Danglard era así. No le importaba soltar frases de esa índole delante de los mismos a los que acusaba. Adamsberg se sentía incapaz de ser así de directo, y le parecía útil que Danglard no tuviera la menor aprensión para herir a los demás. Aprensión que a menudo le hacía decir lo primero que se le ocurría, excepto lo que pensaba. Y en un poli, daba resultados imprevistos y en principio no siempre buenos.

Después de eso, se produjo un largo silencio en el despacho. Danglard seguía apretándose la frente con el dedo.

Charles se sintió atrapado pero no pudo hacer otra cosa que sobresaltarse. En la oscuridad, imaginaba a Adamsberg y Danglard fijando la mirada en él.

– Muy bien -dijo Charles al cabo de un momento-. Soy inquilino en casa de Mathilde Forestier desde hace cinco días. Ustedes lo saben como yo. No tengo ganas de responderles, no tengo ganas de defenderme. No entiendo nada del sucio asunto que se traen entre manos.

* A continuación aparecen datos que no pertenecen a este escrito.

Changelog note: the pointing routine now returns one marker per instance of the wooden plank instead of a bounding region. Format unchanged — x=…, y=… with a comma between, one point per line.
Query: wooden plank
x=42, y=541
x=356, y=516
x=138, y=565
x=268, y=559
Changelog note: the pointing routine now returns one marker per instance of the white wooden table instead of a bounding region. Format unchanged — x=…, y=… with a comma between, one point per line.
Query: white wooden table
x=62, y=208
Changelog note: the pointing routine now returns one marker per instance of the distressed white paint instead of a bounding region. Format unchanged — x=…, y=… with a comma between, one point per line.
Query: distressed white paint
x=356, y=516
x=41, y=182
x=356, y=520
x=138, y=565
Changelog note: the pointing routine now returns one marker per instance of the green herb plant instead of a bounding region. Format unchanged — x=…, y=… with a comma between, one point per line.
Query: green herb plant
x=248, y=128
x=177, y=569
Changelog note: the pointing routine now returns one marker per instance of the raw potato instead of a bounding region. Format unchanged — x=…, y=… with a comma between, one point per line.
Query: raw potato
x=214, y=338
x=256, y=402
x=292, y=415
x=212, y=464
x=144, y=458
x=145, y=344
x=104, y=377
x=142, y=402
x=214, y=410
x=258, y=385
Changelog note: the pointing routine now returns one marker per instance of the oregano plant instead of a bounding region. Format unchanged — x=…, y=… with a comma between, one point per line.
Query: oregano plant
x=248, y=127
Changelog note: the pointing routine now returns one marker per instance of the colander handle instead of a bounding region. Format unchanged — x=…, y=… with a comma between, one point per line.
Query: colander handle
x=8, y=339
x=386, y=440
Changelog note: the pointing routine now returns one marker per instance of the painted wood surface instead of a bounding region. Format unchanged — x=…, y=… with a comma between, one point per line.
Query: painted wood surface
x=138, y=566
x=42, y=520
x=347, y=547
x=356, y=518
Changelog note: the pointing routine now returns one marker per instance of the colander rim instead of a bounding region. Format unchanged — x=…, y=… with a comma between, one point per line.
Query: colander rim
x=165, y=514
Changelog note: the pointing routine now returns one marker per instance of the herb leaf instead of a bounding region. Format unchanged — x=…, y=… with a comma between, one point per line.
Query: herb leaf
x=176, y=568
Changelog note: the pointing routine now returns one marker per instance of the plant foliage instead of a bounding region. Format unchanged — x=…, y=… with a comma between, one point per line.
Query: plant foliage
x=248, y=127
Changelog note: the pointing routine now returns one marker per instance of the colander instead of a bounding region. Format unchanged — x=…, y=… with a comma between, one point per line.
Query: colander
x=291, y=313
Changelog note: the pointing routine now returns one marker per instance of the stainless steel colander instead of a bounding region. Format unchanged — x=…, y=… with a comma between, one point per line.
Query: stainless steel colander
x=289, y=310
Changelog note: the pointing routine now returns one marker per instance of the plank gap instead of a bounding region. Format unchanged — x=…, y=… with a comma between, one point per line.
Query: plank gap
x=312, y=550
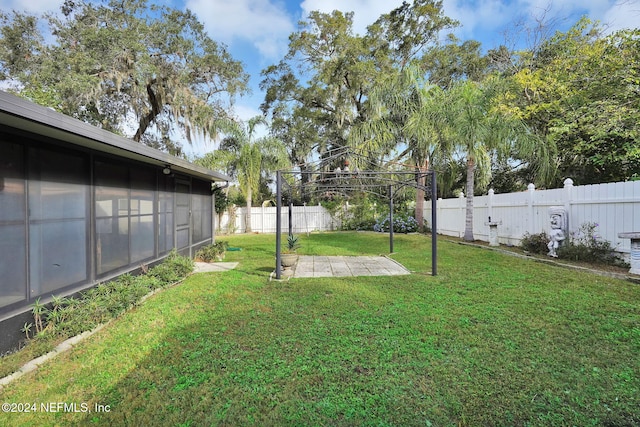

– Yo tampoco -dijo Adamsberg.

Danglard se molestó. Hubiera preferido que Adamsberg no confesara su ignorancia ante Reyer. El comisario había empezado a garabatear sobre la rodilla. Le molestaba que Adamsberg se quedara ahí, en esa imprecisión, pasivo y negligente, sin hacer ninguna pregunta para intentar salir del apuro.

– A pesar de todo -insistió Danglard-, ¿por qué quiso vivir en su casa?

– ¡Mierda! -se impacientó Charles-. ¡Fue Mathilde la que vino a verme a mi hotel para proponerme el apartamento!

– Pero fue usted el que se sentó a su lado en el café, ¿no? Y fue usted el que le contó, no se sabe por qué, que buscaba un apartamento para alquilar, ¿verdad?

– Si usted fuera ciego, sabría que no está a mi alcance reconocer a nadie en la terraza de un café.

– Le creo capaz de hacer montones de cosas que están fuera de su alcance.

– Basta -dijo Adamsberg-. ¿Dónde está Mathilde Forestier?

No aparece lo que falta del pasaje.